Yes, so for the shash implementations of "crc32" and "crc32c", it is
defined by the implementation. But that doesn't mean shash should
specify that this is the case for all algorithms.

> > > >
> > > > > ... and from 20 years of
> > > > > experience I would say many algorithm specifications are not exactly
> > > > > very clear on the byte order at all, often assuming this to be
> > > > > "obvious". (and if it's not little-endian, it's not obvious to me ;-)
> > > > >
> > > >
> > > > I agree that not all specs are crystal clear on this. But it is still
> > > > the algorithm that needs to define this.
> > > >
> > > In an ideal world, probably. In the real world, it is entirely possible
> > > for an implementation to expect the key bytes in a different order.

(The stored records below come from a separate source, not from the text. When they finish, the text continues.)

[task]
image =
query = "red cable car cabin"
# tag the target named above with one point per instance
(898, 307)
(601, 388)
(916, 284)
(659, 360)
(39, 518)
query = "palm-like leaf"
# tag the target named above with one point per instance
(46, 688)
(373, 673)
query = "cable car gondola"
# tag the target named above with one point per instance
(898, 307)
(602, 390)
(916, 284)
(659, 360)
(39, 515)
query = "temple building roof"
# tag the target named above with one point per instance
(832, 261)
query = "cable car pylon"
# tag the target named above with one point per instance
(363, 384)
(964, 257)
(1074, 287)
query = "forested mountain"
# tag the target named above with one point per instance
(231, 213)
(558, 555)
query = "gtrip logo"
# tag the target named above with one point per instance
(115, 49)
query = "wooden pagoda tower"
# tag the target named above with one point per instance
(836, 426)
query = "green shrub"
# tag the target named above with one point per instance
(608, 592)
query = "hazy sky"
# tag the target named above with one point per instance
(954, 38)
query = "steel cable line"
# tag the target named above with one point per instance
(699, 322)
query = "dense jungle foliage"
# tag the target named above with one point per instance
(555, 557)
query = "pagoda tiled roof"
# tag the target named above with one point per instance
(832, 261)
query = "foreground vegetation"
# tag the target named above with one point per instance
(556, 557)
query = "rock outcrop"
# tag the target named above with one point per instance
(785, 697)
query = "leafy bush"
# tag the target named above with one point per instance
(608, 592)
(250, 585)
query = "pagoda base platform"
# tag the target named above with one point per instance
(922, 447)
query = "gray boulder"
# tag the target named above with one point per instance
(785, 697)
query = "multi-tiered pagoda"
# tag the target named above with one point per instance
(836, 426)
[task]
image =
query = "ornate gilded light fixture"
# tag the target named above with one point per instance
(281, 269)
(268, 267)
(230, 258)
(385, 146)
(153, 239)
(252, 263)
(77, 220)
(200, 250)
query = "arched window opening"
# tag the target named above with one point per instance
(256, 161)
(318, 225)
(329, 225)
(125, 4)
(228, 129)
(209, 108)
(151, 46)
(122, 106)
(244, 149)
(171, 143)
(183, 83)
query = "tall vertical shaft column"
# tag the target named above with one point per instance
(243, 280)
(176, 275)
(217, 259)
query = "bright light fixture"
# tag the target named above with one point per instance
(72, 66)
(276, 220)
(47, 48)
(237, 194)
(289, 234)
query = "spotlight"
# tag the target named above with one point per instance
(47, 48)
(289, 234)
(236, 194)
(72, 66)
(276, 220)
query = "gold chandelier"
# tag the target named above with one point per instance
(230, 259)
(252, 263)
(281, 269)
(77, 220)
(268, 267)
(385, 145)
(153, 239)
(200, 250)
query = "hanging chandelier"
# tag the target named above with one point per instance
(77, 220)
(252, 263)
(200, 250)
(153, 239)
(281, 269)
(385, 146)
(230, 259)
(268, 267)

> > > Would not be the first time I run into that.
> > >
> >
> > Of course. But that is not the point. The skcipher API cannot possibly
> > reason about byte orders of all current and future algorithms that it
> > may ever encapsulate.
> >
> Well, so far I got the impression that at least the intention is
> to follow the cipher specification. That's a start. You could add
> some generic rules on top of that, like "if the specification is
> word based and does not mandate a byte order, than these words
> shall be stored in little-endian byte order". It's not that hard.
> You really don't need to know "future algorithm" details for that.
>

I am not saying it is hard. I am saying it is wrong. The skcipher
API's job is not to fill holes in the algorithm's specification.